Yes 5 in an afternoon is a handful. My shoulders are still sore as heck!
Unfortunately all good things must come to an end. Got back State side late last night. Heading to Cumberland to trout fish in a few weeks when my boy is home on leave. It will be fun, but I suspect difficult pulling in those little Brown's and Rainbows in comparison to the big Kings. But hey that's fishing! Till then I'll just keep tying, and that other thing called work . I will post a few more pics as I get settled in and readjusted to the climate.
OUCH! The hook removal was our guides other service. By the last day I was taping up my fingers I set the hook twice on a big one just about the same time he decided to run. That line will burn right through the skin.
That ratio is about right. It's all about not having slack in the line when hooking them and keeping the line straight with the rod.

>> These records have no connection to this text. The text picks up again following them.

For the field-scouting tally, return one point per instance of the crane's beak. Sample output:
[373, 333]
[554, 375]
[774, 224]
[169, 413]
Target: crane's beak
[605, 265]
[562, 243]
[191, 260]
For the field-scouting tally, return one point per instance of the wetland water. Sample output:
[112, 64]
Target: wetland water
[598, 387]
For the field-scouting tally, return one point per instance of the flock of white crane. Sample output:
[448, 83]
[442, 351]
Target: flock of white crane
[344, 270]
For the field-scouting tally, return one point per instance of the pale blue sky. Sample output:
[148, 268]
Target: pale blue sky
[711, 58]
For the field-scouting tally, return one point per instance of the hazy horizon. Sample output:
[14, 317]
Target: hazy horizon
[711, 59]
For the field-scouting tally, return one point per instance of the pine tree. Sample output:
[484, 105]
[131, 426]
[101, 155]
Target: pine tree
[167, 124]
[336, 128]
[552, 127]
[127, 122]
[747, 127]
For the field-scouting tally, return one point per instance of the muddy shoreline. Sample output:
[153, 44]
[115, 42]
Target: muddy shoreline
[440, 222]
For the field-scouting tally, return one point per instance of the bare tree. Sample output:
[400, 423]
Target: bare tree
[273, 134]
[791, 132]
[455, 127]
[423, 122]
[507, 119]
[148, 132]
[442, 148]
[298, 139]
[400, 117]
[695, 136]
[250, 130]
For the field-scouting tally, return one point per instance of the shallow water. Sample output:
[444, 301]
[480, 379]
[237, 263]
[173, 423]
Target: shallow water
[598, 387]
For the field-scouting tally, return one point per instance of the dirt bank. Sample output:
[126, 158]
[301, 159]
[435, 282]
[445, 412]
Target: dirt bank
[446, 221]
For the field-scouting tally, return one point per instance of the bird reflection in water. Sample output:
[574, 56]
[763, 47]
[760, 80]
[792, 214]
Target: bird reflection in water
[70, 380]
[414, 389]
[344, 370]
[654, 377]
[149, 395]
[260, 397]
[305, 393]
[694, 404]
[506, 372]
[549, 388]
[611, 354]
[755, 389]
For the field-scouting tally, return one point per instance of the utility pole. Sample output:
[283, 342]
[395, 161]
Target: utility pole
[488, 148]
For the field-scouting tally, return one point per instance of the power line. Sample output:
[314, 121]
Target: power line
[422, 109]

It was an expensive trip when it cam to equipment. Broke to Sage rods, one reel went down and 6 lines broke. Rod are under warranty thank God, still $75 bucks a line hurts. But hey that's fishing.
If the truth was to be known I am sure there is no one out there who fly fishes and has not been struck with the fly , sometime , especially on a forward cast. I know a lot of fly fishermen who believe in the catch and release program and they pinch the barbs down on there hooks , myself being one of them .
I also enjoy a good fresh fish dinner and as far as the catch and release program it is good for the fish and even the angler when he hooks himself.
Fishing by your self in some open water it really pays to have the barb on the hook pinched down , especially on a windy day. :roll:
PS. Sometimes the catch of the day is not a fish.
Couldn't agree more with you Chuck.
We catch and release all the tarpon we catch, I understand they are not that good to eat anyway.
A few facts on tarpon, the main reason you mostly catch tarpon that are around the 80 pound range is because that is as big as the male tarpon gets. The females however get huge. My buddy hooked a 225 pound (a very fat 6 footer) female and we estimated the fish to be almost 50 years old. That said, one day while we were fishing a small boat of locals sped out with 7 or 8 guys in it. They had hooked a 180-200 pound tarpon. As soon as they had it along the side of the boat one guy proceeds to beat it to death with a club. It saddened me knowing a 50 year old fish was no longer in the sport of catch and release. I guess they were hungry!
As to getting hooked. I've learned quickly to not watch what I'm doing when casting, but what my partner or guide is doing while casting. There were a few very close calls. I figured if I hooked one of them then I would get me pay back soon enough. Once you've heard the whiz of a fly singing inches from your ear you start learning the native tongues for certain words rather quickly.